Expôs-me ardentemente as suas raivas e ciúmes, quando me via namorar as vizinhas; e confessou que tivera o satânico pensamento de envenenar Catarina, quando eu a amava, e era amado, tendo ela depositado no coração da desleal amiga o seu segredo.
Os dias corriam plácidos e felizes para nós, quando D. Martinha tomou uma criada, que era mulata.
Mas que anjo das estuosas zonas onde a pele está calcinada, como devem está-lo as fibras do coração! Que mulata!, que inferno de devorante lascívia ela tinha nos olhos! Que tentação, que doidice me tomou de assalto apenas a vi em roda do meu leito, fazendo a cama! O menor trejeito era uma provocação; o frémito das saias era um choque da pilha galvânica! Ó minha virtude pudibunda! Estavas estragada por D. Martinha!
Amei a mulata, com todo o ardor do meu sangue e dos meus vinte anos! Pedi-lhe amor, como se pede a um Serafim de neve e rosas, a quem a gente ajoelha e ora de longe, com medo de os desmanchar com o bafo. Quando a exorava, parece que os nervos me retorciam os músculos; e os músculos se contraíam em espasmos de luciferina delícia! Lembra-me que me ajoelhei aos seus pés um dia, beijando-lhe as mãos, que perfumavam o aroma de cebola do refogado.
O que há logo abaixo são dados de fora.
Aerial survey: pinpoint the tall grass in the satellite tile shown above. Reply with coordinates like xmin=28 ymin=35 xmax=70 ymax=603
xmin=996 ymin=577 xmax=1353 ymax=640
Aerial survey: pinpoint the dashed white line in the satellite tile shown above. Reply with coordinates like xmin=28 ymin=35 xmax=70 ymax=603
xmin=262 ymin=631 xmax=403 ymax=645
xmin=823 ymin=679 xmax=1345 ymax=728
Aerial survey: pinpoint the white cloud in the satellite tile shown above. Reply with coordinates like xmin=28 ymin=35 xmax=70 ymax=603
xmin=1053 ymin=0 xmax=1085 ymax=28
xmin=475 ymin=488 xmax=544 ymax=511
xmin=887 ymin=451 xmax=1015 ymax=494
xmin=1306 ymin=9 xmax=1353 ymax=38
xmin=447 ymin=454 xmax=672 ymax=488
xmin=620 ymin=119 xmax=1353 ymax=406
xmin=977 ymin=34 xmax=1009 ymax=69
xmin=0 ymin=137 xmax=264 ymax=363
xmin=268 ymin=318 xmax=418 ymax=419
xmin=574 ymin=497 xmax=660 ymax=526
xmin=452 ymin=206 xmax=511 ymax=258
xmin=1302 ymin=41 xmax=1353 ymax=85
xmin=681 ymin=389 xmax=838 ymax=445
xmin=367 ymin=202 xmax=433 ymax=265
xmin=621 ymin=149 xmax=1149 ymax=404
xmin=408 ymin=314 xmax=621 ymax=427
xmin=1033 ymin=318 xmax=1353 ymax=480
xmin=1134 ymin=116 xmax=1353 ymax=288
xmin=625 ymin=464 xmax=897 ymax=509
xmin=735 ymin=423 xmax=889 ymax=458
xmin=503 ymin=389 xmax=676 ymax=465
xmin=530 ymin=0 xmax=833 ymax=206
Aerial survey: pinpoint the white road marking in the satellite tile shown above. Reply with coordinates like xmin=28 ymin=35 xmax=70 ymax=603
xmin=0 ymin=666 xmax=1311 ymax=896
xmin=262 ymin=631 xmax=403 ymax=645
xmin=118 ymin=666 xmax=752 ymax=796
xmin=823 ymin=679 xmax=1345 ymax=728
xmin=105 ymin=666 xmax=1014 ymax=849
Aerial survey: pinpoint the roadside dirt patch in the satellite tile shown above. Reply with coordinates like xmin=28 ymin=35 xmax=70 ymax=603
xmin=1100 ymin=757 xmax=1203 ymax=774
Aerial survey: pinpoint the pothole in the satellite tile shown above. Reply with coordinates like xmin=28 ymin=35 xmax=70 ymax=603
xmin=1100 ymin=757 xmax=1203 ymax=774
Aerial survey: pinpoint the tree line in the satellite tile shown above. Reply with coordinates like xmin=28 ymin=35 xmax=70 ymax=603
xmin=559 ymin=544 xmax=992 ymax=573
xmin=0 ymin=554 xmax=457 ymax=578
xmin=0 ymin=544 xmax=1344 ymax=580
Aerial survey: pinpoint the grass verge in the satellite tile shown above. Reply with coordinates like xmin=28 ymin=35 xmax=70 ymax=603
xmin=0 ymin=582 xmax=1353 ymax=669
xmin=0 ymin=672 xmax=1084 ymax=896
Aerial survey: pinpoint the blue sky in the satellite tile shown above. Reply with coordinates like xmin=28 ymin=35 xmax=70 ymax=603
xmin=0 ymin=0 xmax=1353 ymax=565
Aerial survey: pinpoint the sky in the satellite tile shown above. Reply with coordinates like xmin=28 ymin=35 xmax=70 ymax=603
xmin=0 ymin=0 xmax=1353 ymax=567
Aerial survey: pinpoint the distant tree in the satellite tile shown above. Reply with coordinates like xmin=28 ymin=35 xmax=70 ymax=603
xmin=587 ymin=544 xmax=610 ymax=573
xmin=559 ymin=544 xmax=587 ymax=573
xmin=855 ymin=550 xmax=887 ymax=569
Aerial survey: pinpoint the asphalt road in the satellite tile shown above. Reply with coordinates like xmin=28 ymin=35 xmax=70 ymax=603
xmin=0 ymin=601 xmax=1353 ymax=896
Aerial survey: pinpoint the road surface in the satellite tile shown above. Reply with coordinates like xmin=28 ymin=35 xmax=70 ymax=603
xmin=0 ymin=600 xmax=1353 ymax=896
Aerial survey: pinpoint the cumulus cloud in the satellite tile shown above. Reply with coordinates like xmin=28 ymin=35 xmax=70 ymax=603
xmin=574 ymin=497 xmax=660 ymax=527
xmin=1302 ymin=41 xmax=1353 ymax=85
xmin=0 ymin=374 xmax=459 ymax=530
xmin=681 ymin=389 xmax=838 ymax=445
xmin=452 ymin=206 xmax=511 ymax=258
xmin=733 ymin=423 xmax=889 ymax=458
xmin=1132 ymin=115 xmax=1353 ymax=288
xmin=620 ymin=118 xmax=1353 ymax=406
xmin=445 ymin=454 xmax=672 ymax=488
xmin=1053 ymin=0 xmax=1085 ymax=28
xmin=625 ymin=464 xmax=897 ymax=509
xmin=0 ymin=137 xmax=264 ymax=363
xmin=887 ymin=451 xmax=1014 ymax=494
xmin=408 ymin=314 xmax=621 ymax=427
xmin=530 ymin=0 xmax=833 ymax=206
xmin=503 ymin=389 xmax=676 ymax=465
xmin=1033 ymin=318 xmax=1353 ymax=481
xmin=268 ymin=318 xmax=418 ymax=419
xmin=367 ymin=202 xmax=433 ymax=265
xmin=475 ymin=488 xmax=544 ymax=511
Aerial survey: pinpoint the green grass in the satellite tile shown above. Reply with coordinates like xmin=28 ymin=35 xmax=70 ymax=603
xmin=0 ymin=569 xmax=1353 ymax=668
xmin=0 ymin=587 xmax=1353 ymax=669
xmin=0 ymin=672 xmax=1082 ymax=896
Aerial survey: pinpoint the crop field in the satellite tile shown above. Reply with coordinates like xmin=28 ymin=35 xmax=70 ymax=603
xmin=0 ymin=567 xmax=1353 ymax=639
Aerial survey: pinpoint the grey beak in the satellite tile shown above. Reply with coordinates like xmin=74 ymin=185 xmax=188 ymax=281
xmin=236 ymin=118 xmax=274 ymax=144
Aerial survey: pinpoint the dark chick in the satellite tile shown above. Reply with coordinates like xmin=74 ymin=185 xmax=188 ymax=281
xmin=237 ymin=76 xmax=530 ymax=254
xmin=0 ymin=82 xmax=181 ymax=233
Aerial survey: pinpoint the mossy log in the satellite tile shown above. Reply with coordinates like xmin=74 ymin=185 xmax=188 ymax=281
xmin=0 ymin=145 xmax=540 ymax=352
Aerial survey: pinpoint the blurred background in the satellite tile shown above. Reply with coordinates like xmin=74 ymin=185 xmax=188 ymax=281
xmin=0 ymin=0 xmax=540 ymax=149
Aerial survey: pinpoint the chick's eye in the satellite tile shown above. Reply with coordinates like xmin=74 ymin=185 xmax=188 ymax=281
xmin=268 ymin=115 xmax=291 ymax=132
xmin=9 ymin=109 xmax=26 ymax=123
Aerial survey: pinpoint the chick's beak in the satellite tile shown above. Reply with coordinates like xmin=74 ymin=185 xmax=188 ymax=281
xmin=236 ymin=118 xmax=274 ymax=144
Melhor me lembra ainda que me ergui dos seus pés vitorioso, e feliz como nunca um réu perdoado se ergueu dos pés de rainha do Congo!
Perguntai às aves do céu, e às alimárias dos pedregais africanos, como se amam!
O meu amor tinha da ave a meiguice e do tigre a insaciável sofreguidão.
A mulata sabia que eu tinha amado a ama e era ainda perseguido por ela. Disse-lhe eu que a tolerava por compaixão do seu aferrado afeto. Riu-se a mulata e disse: “Uma vez hei de mostrar-lhe a Sra. D. Martinha no momento em que ela for mais digna da sua compaixão.